(Bloomberg) -- The Internal Revenue Service recently bumped the income thresholds for its tax brackets by 5.4% for 2024, its latest adjustment to account for elevated rates of inflation.
The move is unlikely to produce a material change on most Americans’ tax burdens, according to financial advisers. Rather, it is designed to keep earners in their current tax bracket if their additional income is only keeping up with higher living costs. The standard deduction for income tax filings in 2024 will also be 5.4% higher.
A number of other IRS thresholds have also been raised for next year, including contribution limits on tax-deferred retirement accounts, limits on gifts and estate tax exemptions.
Below is a review of those key changes, which may help taxpayers lower their tax liability in a few areas, experts say.
Income Tax Changes
The standard deduction, or amount that the IRS allows taxpayers to deduct from their income, is increasing 5.4%. That means the figure for single taxpayers and married individuals filing separately will rise to $14,600, while that for head of households and married couples filing jointly will increase to $21,900 and $29,200, respectively.
In tax year 2024, there will also be a higher income threshold for each tax bracket, meaning Americans will get a “grace period” before additional income is taxed at a higher levy, said Ryan McKeown, a financial advisor at Wealth Enhancement Group.

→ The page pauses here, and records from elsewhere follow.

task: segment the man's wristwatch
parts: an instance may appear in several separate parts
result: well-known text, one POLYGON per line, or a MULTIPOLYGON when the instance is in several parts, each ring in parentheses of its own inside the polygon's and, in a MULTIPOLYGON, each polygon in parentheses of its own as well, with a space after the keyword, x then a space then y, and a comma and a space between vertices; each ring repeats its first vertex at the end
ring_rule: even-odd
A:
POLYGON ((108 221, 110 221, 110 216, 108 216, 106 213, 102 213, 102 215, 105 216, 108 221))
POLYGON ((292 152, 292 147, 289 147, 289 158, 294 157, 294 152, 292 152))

For example, single filers with an income over $100,525 and couples earning $201,050 will be hit with a 24% tax in 2024, up from $95,375 and $190,750 this year.
The 2024 adjustments for inflation will also provide an opportunity for savers to contribute more to tax-deferred 401(k) accounts, allowing some to reduce their income tax liability, said Dana McCartney, a CPA with AICPA.
The IRS hiked contribution limits for 401(k)s by $500 to $23,000 in 2024, in addition to a $500 bump for IRA contributions to $7,000.
Older workers who can make “catch-up” contributions on these types of accounts should note the limit did not increase in 2024, however, remaining at $7,500 for 401(k)s and $1,000 for IRAs.
If you plan to transfer wealth to the next generation, gifts of up to $18,000 will be tax free in 2024, up from $17,000 in 2023, and the lifetime estate tax exemption will be $13.6 million, up from the $12.9 million.
Wealthy taxpayers should take advantage of these higher limits, advisers say, as the Trump-era tax cut that doubled the federal estate tax exemption will sunset in 2025; meaning the exemptions will effectively be cut in half.
Annual contribution limits for 529 savings accounts, meant for a child’s education, will also increase by $1,000 to $18,000 in 2024. 529 contributions are considered gifts for federal tax purposes, but they don't count against the lifetime gift tax exemption.
Additionally, starting in 2024, 529 account holders will be able to transfer up to a lifetime limit of $35,000 to a Roth IRA for a beneficiary. So if the next generation changes their higher education plans, the money you saved for college can be used for their retirement instead, said McKeown.
“Grandparents can save away and rest assured that their money won’t go to waste,” he said.